Il ne démontre pas non plus que son état de santé se soit dégradé en détention.
Dans ces conditions, l’agent judiciaire de l’Etat propose l’allocation d’une somme de 19 000 euros au requérant au titre de son préjudice moral.
Le Ministère Public considère qu’il convient de retenir l’absence de passé carcéral du requérant et sa situation personnelle, célibataire et sans enfant. Le choc carcéral est donc plein et entier et ne sera pas aggravé par l’âge du requérant qui était alors âgé de 28 ans. Les conditions de détention difficiles ne sont pas justifiées par un rapport du Contrôleur général des lieux de privation de liberté qui soit concomitant à la date de son placement en détention, et le requérant ne démontre pas avoir personnellement souffert des conditions de détention qu’il dénonce. Par contre son état de santé dégradé lors qu’il est arrivé en détention a aggravé son préjudice moral.
Il ressort des pièces produites aux débats qu’au moment de son incarcération M. [X] était âgé de 28 ans, était célibataire et sans enfant. Par ailleurs, le bulletin numéro 1 de son casier judiciaire ne porte trace d’aucune condamnation pénale et à aucune incarcération. C’est ainsi que le choc carcéral initial de M. [X] a été important.
Concernant les conditions de détention difficiles, et notamment de la surpopulation carcérale importante de la maison d’arrêt de [Localité 4], sa vétusté, son insalubrité et sa promiscuité, elles ne sont attestées par aucun rapport du Contrôleur général des lieux de privation de liberté qui soit concomitant avec la date de l’incarcération du requérant. Des articles de presse ne sont pas des documents probants permettant d’être retenus. C’est ainsi que les conditions de détentions ne seront pas retenues au titre de l’aggravation de son préjudice moral.
La durée de la détention provisoire, soit 237 jours, sera prise en compte.

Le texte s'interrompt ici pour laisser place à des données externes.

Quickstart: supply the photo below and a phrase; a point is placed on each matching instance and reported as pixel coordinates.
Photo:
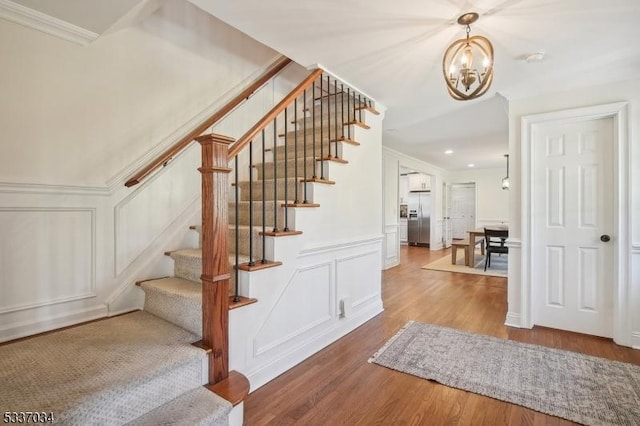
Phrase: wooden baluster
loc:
(215, 252)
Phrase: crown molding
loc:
(27, 17)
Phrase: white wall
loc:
(76, 121)
(392, 160)
(618, 92)
(492, 202)
(330, 280)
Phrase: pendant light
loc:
(461, 61)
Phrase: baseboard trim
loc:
(513, 320)
(635, 339)
(29, 328)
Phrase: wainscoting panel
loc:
(292, 315)
(149, 210)
(47, 256)
(309, 312)
(354, 277)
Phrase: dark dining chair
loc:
(494, 243)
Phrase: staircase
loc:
(166, 364)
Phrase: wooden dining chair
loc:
(494, 243)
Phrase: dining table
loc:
(479, 232)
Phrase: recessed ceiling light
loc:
(534, 57)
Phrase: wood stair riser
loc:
(324, 136)
(269, 195)
(244, 235)
(325, 123)
(243, 214)
(308, 164)
(325, 152)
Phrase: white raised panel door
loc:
(463, 207)
(447, 234)
(404, 189)
(572, 275)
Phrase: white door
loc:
(572, 271)
(463, 209)
(447, 234)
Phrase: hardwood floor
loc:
(338, 387)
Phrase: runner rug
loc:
(581, 388)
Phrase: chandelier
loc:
(464, 79)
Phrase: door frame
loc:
(475, 200)
(621, 163)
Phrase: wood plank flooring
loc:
(338, 387)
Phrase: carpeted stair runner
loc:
(199, 407)
(107, 372)
(176, 300)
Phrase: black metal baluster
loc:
(251, 262)
(321, 130)
(313, 126)
(354, 106)
(304, 132)
(286, 172)
(348, 112)
(275, 176)
(328, 117)
(335, 114)
(296, 200)
(342, 107)
(264, 204)
(236, 296)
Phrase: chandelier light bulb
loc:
(468, 82)
(467, 58)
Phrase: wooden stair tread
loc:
(300, 205)
(281, 233)
(242, 301)
(319, 180)
(333, 159)
(347, 140)
(258, 265)
(368, 108)
(234, 388)
(359, 124)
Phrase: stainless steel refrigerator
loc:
(419, 218)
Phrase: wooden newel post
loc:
(215, 252)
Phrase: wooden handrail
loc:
(167, 155)
(247, 137)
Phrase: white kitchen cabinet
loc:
(404, 234)
(419, 182)
(403, 190)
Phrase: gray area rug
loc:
(499, 265)
(580, 388)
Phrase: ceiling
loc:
(392, 50)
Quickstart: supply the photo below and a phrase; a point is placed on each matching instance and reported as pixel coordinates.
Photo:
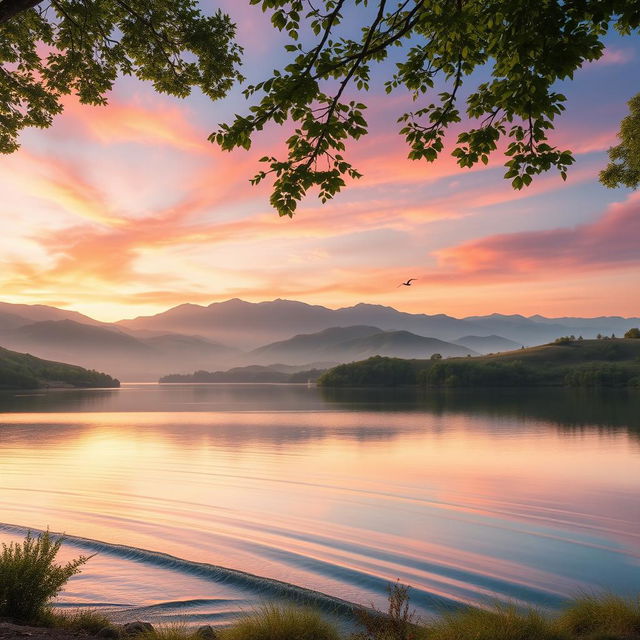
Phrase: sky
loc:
(128, 210)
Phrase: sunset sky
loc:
(127, 210)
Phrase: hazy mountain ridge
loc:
(342, 344)
(487, 344)
(235, 333)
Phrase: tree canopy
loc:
(624, 168)
(54, 47)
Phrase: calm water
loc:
(467, 497)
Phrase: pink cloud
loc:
(157, 123)
(612, 242)
(612, 56)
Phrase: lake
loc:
(468, 497)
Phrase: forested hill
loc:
(24, 371)
(567, 362)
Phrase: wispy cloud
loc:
(612, 242)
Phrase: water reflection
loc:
(466, 496)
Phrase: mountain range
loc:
(238, 333)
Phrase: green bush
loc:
(605, 616)
(281, 623)
(30, 578)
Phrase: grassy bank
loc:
(30, 578)
(613, 362)
(24, 371)
(589, 618)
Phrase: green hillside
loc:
(24, 371)
(567, 362)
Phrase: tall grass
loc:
(88, 620)
(399, 622)
(500, 623)
(30, 577)
(281, 623)
(607, 616)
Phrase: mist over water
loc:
(468, 497)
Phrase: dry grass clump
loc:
(281, 623)
(171, 631)
(88, 620)
(607, 617)
(500, 623)
(399, 622)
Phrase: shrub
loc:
(398, 623)
(604, 616)
(30, 578)
(281, 623)
(500, 623)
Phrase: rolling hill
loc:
(111, 349)
(487, 344)
(24, 371)
(344, 344)
(590, 363)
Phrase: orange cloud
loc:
(612, 242)
(158, 123)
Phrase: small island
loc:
(24, 371)
(569, 361)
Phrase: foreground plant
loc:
(282, 623)
(500, 623)
(607, 616)
(30, 578)
(399, 622)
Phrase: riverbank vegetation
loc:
(24, 371)
(30, 578)
(573, 362)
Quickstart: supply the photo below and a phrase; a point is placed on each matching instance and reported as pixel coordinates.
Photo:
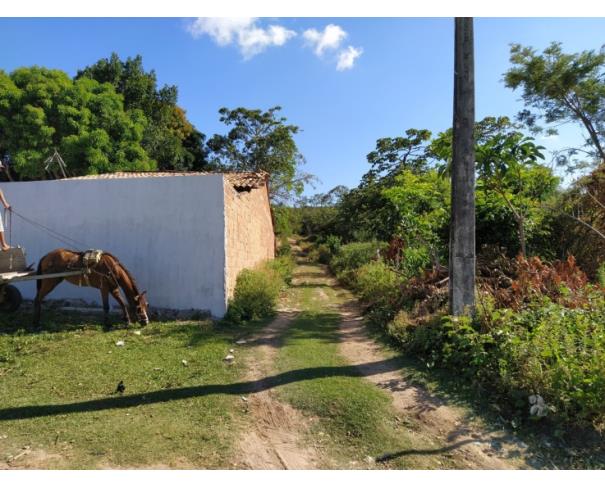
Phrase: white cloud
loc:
(243, 31)
(328, 39)
(347, 57)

L’état de santé de M. [X] était effectivement dégradé lorsqu’il a été incarcéré puisque le certificat médical fait état d’une ITT de 21 jours à la suite de plaies réalisées à l’aide d’un couteau et alors que son pronostic vital avait été engagé. Par ailleurs, au cours de sa détention, le requérant a fait état de vertiges, de douleurs importantes, de difficultés pour dormir, d’angoisses, de cauchemars qui l’empêchent de pratiquer des activités sportives et de ne pas avoir eu de médicaments pour atténuer ses douleurs. Même si la détention n’a pas aggravé son état de santé, il apparaît qu’être détenu dans cet état de santé a aggravé son préjudice moral.
Au vu de ces différents éléments, il sera alloué une somme de 20 000 euros à M. [X] en réparation de son préjudice moral.
Il serait inéquitable de laisser à la charge de M. [X] ses frais irrépétibles et une somme de 1 500 euros lui sera allouée sur le fondement de l’article 700 du code de procédure civile.
PAR CES MOTIFS
DÉCLARONS la requête de M. [Y] [X] recevable ;
ALLOUONS au requérant les sommes suivantes :
— 20 000 euros en réparation de son préjudice moral ;
— 1 500 euros sur le fondement de l’article 700 du code de procédure civile ;
DÉBOUTONS M. [Y] [X] du surplus de ses demandes ;
LAISSONS les dépens à la charge de l’Etat.
Décision rendue le 20 Octobre 2025 par mise à disposition de l’arrêt au greffe de la Cour, les parties en ayant été préalablement avisées dans les conditions prévues au deuxième alinéa de l’article 450 du code de procédure civile.